With well over a year of experience with the IMA Beast Hunter under his belt, Oklahoma pro Fred Roumbanis has learned the intricacies of getting the most out of this very special diving lure. He knows how to vary his line size to attain the ideal depth and wobble for a given situation: Twelve pound P-Line fluorocarbon gets the nod most often, but when he needs more depth he’ll drop down to 10. If he’s grinding through shallow shell beds, he’ll upsize to 15.
Does he worry about using 10-pound line, the same strength many anglers use for finesse techniques, around big bass?
“When you’re cranking, you can take your time and fight them,” he replied. “I haven’t broken one off yet. You’re using a slightly softer rod to crank, so you can really take your time with them.”
The second step to maximizing depth is an ultra-long cast, and he’s developed a 7’11” “Launcher” for iRods that gets the job done. “You can launch it a mile,” he said. Unlike some anglers who favor a gear ratio in the 5:1 range for deep cranking, Roumbanis prefers a 6.5:1 Ardent Edge. “I like to get it going down real quick, and with a 5:1 you can’t always keep up with them. Also, even with the faster reel there are still some times when they want it reeled as fast as you can.”
The key to the Beast Hunter is its unique deflection qualities. In water in the 8 to 10 foot range, Roumbanis knows he’ll be making consistent contact, even with heavier line (he says he can get it close to 16 feet on 10 pound fluorocarbon).

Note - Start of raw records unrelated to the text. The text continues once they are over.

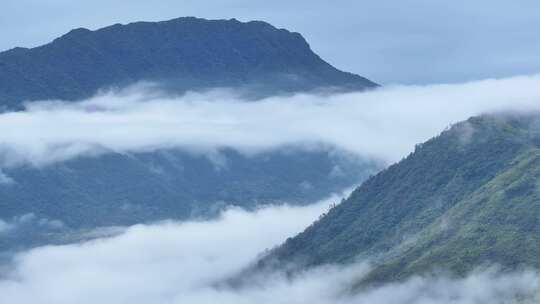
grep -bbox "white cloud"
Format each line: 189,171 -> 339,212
0,194 -> 334,303
348,268 -> 540,304
1,75 -> 540,303
0,220 -> 14,234
0,169 -> 14,184
0,194 -> 538,304
1,74 -> 540,168
0,213 -> 65,234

“Once you hit bottom, stop and sweep your rod like you’re Carolina rigging,” he said. “Sweep it and really slow it down. That’s what triggers the bites. It has the best deflection quality of any crankbait I’ve ever thrown. It works like a deep-diving squarebill.
One other tip that’ll help if you need out a little extra depth: affix a small Reins tungsten bell sinker to the front split ring. “It probably weighs about a quarter ounce but it’ll get you nearly 5 feet extra,” Roumbanis said.